Please note these are my independent thoughts and ideas and are not considered investment advice. Here is a link to the YouTube video walking through the blog post. #1 BIG PICTURE: Fed has lowered rates 75 bps since September, but why are rates up almost 100 bps?
In September 2024, the Federal Reserve lowered rates by 0.50% and again by 0.25% in November 2024. This is a total Federal Funds rate reduction of 0.75% from September. Since then, mortgage and vehicle finance rates have increased between 0.70% to 0.90%. That’s a more than a 1.40% divergence between the Fed cuts and the upward trend in mortgage rates. Why has this happened?
When the Federal Reserve changes their target rate, this typically is only for rates on short-term loans (1, 2, 3-Month US Treasuries). This typically impacts business loans which have floating rates based-off short-term US Treasury benchmarks which drives SOFR. This is called the short end of the yield curve.
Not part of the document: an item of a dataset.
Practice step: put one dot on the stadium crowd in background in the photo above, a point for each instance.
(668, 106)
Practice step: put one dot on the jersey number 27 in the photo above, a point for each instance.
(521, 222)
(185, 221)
The mortgage and vehicle finance market is priced off the longer-term US Treasury bonds like the 10-year bond, which is considered the long end of the yield curve. The Federal Reserve has little control of the long end of the yield cure (or longer term bonds) unless they are doing quantitative easing, but we can talk about that later if there is interest in this topic.
Source: https://www.investing.com
The organic drivers for long-term US Treasuries are, among others, inflation. Well, since the cut by the Fed, there was a period where rates really jumped up pretty aggressively. And no one in the main street media is really talking about why, so let's try to unpack the potential reasons for this.
International large institutional investors measure their performance on bonds relative to inflation. For example if inflation is 2.5% and bond yields (similar to interest rates) are 5.0%, then the real return is 2.5%. So if inflation is increasing or investors are expecting higher inflation, investors require a higher rate of return to remain invested or invest in a certain bond. That also applies to US Treasuries.
With that said, based on CPI and PPI data from the US Government (and other sources) inflation seems to be picking up, which is likely the reason behind long-term bond rates going up. This translates to mortgage rates because mortgages are priced off the longer term US Treasuries (particularly the 10-year).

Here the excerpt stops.